Shuan Chen

PhD Student in KAIST CBE

0%

RDKit - the python package for in-silico molecule programming

RDKit (https://www.rdkit.org/) is an important python package for anyone who wants to use machine learning or just simply parse molecule in-silico.
This is the tutorial of how to install RDKit in your computer.

Installation

You can install RDKit by simply run

1
conda install -c conda-forge rdkit

Or create a new environment for this package and activate it when you need to use RDKit:
1
2
conda create -c conda-forge -n rdenv rdkit
conda activate rdenv

Molecule representation in text (string)

SMILES is one of the most common way to represent a molecule by a string.
For instance, Ethanol (C2H5OH) can be written as OCC in SMILES.
You can also draw molecules on ZINC and see the SMILES you get to have better idea on this representation.
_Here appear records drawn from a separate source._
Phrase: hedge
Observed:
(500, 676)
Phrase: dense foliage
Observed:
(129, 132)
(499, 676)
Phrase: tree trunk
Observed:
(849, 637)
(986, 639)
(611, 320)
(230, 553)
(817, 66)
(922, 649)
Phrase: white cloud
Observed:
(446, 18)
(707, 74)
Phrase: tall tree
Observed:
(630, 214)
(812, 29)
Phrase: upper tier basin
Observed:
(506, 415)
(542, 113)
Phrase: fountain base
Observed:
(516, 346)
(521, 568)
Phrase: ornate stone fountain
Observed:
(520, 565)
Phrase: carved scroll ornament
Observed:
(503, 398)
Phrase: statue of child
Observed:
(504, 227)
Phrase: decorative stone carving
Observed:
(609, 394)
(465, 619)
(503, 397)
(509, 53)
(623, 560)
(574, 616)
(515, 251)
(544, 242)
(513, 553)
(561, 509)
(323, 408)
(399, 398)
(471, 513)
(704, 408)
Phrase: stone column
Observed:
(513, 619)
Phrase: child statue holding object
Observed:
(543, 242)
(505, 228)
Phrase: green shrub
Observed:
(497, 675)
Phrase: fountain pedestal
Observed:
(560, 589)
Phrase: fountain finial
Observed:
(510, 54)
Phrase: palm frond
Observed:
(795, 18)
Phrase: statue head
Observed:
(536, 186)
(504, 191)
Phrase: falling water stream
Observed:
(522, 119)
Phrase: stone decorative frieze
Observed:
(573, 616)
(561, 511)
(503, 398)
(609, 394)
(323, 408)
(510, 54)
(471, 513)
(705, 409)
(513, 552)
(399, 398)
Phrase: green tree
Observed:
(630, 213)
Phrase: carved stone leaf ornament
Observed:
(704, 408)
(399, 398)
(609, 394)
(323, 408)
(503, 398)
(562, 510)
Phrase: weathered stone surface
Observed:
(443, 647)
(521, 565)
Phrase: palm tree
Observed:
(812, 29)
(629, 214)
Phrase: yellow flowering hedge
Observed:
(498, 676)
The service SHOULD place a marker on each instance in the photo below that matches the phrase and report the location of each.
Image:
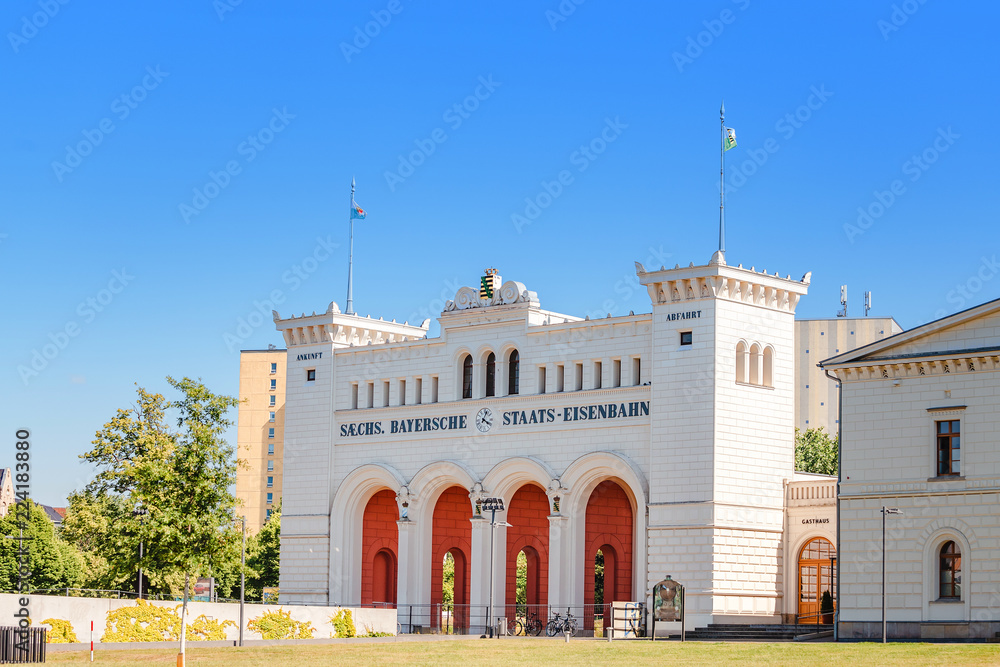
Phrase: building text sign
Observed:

To let the computer understand what OCC really means (computer has no idea what is OCC of course, either ethanol or C2H5OH), we need to use RDKit to transform SMILES to MOL

Basic RDKit tutorial

From SMILES to MOL

In RDkit, it is very easy to transform SMILES to MOL by a sinlge funciton Chem.MolFromSmiles()
For instance, you can write

1
2
3
from rdkit import Chem
smiles = 'OCC'
mol = Chem.MolFromSmiles(smiles)

If you are using Jupyter notebook, you can view the mol by simply type mol in the cell and you can see this

You can return the SMILES back from mol by the funciton Chem.MolToSmiles()
1
2
from rdkit import Chem
smiles = Chem.MolToSmiles(mol) #'OCC'

Extended Connectivity Fingerprint (ECFP)

In machine learining, we usually need a feature vector as an input to train the model.
ECFP is an easy and efficient (especially for biochemistry) feature vector that contains substructure information to represent the molecule. See here for detail information about ECFP.
The ECFP of an molecule can ge obtained by AllChem.GetMorganFingerprintAsBitVect

1
2
from rdkit.Chem import AllChem
fp = AllChem.GetMorganFingerprintAsBitVect(mol, radius = 2, nBits = 1024)

Where radius is the atom neighbor radius of Morgan Fingerprints and nBits is the length of the vector you can specify, usually poeple use radius = 2 and nBits = 1024.

You can convert the Fingerprint to numpy array by

1
2
3
4
import numpy as np
from rdkit.Chem import DataStructs
arr = np.zeros((1,))
DataStructs.ConvertToNumpyArray(fp, arr)